Did I really not care? I mean really and truly? I remember very clearly the day I told my high school boyfriend that no, lab diamonds were not the same as diamonds that came out of the ground, and no, I would not be having any created carbon on my ring finger or anywhere else, thank you very much. His (to my adult ears and state government paycheck, stunningly sensible) arguments that lab diamonds were A) much cheaper and B) not dug out of the ground by underpaid workers at great risk to their health had made no impression on my seventeen year old mind. Lab diamonds were simply not how it was done.
Cut to a few months ago, trying to describe to C what my ideal ring would be. “I mean, I don’t want anything big because I have small hands, and diamonds are nice but I like garnets a lot too, and pearls are really pretty… I guess something simple?” When we went to the jewelry store together I seized up in the presence of an overly helpful employee. She wanted to show us everything in the case; I just needed a minute to process the fact that I was here, with this person—the person who loved me enough to follow me from Austin, Texas to Jackson, Mississippi—looking at rings. Rings! It was too much. I tried on a few, mumbled something about being partial to solitaires, and we left.
Later, perusing Etsy for cute little gemstone numbers, I started getting excited, enough to show my mum some of the rings I’d picked out. “What?” she cried when she saw my favorite. “Your father and I had nothing when we got married, and even my ring cost more than that!” I groaned. “Mum! What does it matter how much it is if I like it? And what does it matter how much it is at all?!” She gave me the loving side-eye of a mother who expects her future son-in-law to do it up right. I returned the loving glare of a daughter who just realized that her values have changed.
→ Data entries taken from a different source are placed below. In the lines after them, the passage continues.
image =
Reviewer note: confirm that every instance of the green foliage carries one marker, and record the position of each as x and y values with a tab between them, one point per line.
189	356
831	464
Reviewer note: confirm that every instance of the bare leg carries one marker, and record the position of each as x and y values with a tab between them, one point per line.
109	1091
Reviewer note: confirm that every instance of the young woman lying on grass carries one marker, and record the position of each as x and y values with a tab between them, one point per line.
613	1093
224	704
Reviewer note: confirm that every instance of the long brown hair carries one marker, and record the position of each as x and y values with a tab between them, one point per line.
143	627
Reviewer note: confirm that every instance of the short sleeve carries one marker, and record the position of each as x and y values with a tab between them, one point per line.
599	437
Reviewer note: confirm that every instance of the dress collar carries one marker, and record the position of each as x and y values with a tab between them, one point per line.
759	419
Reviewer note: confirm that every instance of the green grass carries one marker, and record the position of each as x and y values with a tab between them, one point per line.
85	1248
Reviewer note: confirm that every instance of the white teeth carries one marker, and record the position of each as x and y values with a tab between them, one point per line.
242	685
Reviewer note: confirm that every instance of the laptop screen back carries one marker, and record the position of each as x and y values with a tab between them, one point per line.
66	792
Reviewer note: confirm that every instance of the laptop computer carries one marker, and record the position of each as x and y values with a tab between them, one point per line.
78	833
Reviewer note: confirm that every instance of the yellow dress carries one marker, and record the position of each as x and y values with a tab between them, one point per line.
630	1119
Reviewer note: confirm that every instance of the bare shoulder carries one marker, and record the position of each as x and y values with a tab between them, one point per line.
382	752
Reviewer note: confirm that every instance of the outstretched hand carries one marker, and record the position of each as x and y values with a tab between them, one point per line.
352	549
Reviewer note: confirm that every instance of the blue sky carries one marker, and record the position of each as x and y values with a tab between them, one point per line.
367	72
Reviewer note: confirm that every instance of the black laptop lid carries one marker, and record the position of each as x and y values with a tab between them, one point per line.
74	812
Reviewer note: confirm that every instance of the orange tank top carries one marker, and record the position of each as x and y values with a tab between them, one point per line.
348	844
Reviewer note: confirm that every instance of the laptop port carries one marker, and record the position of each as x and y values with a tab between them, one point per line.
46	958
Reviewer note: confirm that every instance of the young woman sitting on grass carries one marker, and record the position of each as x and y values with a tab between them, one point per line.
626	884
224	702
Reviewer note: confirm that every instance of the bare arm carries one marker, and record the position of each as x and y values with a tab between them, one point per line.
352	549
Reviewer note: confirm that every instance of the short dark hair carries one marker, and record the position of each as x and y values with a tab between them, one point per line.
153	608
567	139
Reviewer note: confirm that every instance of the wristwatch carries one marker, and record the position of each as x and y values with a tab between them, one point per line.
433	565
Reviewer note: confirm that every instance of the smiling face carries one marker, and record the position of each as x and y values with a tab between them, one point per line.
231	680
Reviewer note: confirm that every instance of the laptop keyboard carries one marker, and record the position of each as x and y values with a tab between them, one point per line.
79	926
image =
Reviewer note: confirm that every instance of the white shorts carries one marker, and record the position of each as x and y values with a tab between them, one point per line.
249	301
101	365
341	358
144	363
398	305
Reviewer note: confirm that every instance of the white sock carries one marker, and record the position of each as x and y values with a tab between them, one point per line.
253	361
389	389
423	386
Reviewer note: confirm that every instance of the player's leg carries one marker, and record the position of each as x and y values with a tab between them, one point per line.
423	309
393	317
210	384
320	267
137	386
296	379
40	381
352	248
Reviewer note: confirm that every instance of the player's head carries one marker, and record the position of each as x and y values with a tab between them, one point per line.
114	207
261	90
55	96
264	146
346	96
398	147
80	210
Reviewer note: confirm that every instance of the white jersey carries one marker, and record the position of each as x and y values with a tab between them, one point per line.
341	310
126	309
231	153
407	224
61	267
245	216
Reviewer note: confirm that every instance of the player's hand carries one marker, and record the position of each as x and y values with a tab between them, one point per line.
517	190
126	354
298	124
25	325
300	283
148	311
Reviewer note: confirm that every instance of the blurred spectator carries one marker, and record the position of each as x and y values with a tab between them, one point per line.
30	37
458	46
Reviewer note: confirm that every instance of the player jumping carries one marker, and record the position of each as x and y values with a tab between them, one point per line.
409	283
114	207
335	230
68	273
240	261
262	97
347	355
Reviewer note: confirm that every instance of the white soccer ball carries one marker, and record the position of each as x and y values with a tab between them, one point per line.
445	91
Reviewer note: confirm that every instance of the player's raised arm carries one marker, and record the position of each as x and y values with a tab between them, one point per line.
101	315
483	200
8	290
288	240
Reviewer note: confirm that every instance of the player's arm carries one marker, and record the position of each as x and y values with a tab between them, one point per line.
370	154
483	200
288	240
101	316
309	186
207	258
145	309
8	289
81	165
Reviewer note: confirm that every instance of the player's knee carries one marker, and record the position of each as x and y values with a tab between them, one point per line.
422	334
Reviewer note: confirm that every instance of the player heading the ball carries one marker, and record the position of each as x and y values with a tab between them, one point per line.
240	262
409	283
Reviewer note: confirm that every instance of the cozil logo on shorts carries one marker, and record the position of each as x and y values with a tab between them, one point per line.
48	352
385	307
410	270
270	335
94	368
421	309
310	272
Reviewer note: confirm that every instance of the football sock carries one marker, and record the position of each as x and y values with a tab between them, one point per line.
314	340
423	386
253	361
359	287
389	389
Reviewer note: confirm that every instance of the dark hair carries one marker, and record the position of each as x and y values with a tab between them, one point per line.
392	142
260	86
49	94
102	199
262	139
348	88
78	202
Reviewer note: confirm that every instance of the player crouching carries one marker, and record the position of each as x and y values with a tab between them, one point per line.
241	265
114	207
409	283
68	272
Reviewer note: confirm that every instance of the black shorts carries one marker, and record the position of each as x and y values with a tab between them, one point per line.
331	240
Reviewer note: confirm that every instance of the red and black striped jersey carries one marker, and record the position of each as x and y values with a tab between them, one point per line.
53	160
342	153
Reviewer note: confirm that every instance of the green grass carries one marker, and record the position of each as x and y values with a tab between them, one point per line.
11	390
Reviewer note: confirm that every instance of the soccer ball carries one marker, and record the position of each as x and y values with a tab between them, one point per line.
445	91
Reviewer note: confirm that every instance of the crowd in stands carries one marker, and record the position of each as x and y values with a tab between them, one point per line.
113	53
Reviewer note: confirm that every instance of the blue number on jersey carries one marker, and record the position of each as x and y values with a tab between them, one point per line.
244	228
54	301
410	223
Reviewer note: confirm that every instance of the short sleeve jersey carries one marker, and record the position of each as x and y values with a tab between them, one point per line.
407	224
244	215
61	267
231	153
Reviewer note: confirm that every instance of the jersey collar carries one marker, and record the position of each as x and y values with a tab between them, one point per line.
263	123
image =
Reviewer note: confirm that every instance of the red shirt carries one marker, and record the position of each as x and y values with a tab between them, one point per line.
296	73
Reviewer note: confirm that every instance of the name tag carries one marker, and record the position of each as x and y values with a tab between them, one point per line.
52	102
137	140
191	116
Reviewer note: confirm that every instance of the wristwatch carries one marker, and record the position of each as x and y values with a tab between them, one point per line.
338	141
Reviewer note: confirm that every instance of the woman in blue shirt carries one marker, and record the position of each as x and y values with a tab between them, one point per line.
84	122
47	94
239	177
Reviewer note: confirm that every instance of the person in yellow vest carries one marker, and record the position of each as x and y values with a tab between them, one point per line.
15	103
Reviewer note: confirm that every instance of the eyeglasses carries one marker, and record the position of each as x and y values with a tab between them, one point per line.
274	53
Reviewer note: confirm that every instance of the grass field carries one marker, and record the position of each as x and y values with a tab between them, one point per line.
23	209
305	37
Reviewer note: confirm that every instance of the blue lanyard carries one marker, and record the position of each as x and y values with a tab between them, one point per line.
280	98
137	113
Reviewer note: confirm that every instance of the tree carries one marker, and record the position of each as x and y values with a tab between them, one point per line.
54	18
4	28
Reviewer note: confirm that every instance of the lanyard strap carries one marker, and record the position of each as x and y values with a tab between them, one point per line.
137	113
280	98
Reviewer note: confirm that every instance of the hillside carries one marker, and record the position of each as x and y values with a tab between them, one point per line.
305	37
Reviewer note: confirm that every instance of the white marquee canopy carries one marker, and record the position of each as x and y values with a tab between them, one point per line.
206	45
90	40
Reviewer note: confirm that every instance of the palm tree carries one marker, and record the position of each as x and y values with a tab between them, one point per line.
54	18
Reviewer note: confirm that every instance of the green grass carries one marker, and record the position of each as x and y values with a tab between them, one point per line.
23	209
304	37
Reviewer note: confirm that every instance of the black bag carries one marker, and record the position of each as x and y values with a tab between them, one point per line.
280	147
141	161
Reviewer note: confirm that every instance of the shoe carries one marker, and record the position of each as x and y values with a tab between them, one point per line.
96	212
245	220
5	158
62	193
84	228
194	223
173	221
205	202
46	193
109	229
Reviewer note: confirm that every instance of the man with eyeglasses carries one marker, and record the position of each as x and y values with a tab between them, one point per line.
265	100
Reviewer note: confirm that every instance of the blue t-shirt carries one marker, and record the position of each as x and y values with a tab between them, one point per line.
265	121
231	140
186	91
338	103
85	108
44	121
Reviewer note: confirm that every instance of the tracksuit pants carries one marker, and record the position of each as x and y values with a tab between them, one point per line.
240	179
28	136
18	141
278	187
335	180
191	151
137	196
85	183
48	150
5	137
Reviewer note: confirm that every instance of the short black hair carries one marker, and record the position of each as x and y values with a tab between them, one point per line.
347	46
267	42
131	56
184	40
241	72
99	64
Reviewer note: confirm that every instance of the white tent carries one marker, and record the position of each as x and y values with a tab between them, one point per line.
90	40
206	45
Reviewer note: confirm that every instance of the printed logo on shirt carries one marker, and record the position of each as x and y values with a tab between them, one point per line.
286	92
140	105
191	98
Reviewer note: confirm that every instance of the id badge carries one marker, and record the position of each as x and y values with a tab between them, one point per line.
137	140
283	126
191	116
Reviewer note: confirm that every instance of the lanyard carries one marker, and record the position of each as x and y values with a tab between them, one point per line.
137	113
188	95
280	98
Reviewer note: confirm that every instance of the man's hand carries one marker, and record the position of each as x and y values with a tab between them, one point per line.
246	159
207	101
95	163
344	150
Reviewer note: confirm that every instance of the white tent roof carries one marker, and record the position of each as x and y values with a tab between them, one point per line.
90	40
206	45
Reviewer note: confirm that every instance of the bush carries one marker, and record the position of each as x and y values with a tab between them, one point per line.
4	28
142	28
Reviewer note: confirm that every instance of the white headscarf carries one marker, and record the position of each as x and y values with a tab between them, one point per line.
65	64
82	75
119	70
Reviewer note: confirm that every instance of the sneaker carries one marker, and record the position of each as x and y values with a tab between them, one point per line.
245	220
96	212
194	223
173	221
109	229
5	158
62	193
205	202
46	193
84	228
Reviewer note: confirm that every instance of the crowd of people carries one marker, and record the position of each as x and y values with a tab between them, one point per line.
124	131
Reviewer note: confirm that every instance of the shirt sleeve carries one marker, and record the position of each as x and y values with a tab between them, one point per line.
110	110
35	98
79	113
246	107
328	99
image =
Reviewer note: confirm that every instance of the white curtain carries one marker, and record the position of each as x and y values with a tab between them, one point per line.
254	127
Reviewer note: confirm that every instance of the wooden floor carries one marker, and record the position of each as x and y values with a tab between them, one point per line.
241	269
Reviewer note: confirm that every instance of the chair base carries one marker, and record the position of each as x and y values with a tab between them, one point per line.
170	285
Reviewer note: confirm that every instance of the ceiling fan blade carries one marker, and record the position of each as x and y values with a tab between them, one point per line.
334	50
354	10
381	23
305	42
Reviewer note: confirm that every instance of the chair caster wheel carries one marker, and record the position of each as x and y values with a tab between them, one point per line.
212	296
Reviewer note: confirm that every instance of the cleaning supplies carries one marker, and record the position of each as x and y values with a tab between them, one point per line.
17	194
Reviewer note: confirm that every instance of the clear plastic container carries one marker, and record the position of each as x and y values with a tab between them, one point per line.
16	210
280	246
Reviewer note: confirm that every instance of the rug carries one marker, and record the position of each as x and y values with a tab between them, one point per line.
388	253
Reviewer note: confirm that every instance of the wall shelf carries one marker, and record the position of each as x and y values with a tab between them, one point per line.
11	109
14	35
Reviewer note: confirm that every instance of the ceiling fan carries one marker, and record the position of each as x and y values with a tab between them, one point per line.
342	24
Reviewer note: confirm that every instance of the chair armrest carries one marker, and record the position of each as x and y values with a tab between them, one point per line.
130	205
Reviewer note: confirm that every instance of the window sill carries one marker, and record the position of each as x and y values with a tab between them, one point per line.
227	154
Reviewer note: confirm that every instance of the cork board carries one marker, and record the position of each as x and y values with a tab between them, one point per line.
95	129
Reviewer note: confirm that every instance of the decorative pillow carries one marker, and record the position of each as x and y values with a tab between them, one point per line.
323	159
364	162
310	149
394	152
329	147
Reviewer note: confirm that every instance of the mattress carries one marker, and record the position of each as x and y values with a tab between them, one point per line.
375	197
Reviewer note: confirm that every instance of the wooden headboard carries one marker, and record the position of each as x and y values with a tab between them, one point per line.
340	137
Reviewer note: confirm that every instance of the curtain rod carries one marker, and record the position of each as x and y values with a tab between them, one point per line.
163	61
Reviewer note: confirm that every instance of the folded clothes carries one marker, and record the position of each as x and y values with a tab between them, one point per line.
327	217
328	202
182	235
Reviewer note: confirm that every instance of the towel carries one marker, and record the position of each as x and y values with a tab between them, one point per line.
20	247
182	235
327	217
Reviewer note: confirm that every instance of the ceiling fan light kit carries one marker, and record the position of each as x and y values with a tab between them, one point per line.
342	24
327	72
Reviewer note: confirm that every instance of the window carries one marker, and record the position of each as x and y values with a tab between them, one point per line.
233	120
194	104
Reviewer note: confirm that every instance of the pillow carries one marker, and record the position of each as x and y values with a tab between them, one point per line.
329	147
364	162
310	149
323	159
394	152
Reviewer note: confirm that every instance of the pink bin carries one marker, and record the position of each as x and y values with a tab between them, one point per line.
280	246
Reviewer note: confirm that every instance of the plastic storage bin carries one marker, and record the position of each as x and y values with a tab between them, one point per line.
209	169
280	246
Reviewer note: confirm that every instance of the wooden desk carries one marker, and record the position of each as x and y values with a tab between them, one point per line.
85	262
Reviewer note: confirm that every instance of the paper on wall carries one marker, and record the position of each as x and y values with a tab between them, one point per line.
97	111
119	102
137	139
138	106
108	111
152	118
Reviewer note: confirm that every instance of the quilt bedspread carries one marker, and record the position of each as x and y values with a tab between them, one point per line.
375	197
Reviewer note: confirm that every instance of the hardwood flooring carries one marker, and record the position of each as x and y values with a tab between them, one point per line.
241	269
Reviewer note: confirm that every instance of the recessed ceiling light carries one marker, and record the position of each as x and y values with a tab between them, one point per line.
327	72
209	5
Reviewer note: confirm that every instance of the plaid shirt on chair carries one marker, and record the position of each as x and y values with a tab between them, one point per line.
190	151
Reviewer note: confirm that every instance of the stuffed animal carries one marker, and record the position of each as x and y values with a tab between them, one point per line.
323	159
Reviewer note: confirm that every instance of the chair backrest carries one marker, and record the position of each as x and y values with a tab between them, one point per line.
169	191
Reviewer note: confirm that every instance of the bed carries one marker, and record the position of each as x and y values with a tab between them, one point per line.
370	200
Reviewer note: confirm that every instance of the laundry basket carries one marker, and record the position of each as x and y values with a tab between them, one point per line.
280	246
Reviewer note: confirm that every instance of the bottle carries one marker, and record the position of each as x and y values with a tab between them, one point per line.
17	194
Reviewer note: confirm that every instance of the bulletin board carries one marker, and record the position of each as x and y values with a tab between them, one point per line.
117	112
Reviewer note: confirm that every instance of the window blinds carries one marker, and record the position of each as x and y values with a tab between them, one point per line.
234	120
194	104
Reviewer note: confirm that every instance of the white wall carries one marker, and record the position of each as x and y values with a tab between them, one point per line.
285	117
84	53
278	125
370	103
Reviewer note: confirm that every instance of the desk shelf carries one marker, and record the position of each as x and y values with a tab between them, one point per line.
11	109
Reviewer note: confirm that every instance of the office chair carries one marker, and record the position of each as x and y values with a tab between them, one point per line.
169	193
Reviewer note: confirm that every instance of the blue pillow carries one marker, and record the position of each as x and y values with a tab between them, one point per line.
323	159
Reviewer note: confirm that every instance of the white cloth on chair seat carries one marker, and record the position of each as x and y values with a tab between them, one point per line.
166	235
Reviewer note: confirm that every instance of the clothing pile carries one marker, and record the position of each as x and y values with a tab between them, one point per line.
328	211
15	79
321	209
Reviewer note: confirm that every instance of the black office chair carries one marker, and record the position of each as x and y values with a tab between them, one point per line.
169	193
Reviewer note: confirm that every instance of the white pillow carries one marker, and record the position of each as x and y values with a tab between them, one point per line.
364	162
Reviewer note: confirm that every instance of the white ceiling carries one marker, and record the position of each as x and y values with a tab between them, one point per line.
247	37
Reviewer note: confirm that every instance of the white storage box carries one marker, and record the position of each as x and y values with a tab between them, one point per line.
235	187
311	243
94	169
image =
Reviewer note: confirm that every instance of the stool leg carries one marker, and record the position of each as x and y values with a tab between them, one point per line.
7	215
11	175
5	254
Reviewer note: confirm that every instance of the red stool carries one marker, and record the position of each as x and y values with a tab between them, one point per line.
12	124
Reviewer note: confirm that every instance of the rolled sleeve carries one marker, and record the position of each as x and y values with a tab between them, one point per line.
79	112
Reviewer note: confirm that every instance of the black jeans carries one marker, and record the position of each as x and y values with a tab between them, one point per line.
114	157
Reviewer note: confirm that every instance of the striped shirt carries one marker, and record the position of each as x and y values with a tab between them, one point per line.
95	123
I didn’t expect to feel so blasé about a piece of jewelry that I freely admit to having thought about (obsessed over?) in every serious relationship I’ve been a part of, including this one. And yet now, faced with a real ring, a ring that I will choose and will sooner or later be presented to me with a very important question, it doesn’t seem to matter. While there is certainly nothing cheap or frivolous about being invested in the selection of an engagement ring (they’re meant for keeps, after all), having moved through that magic time when you begin talking to your partner about getting married, to when you begin to fathom that you do both want this, to share your lives and your money and your hope and your cooking utensils (not to mention all eight films in the Halloween franchise, plus the Rob Zombie remakes), I have come to realize that for myself and with my fiancé, what I care about above all else is getting married, and being married. Not the ring. Not even the wedding, really. The ring and the wedding are the markers that tell the people around us we’re committed to one another, to building a life together. But for us? I don’t need that; my fiancé tells me himself every day. He tells me when he washes the dishes, when he spends his afternoon making manicotti timed to come out of the oven when I get home from work, when he rolls over in bed to hold me in the last dozy minutes before the alarm goes off: “I am committed to you, to building a life together.” And no diamond—or garnet, or pearl—is ever going to beat the look in his eyes when he says it.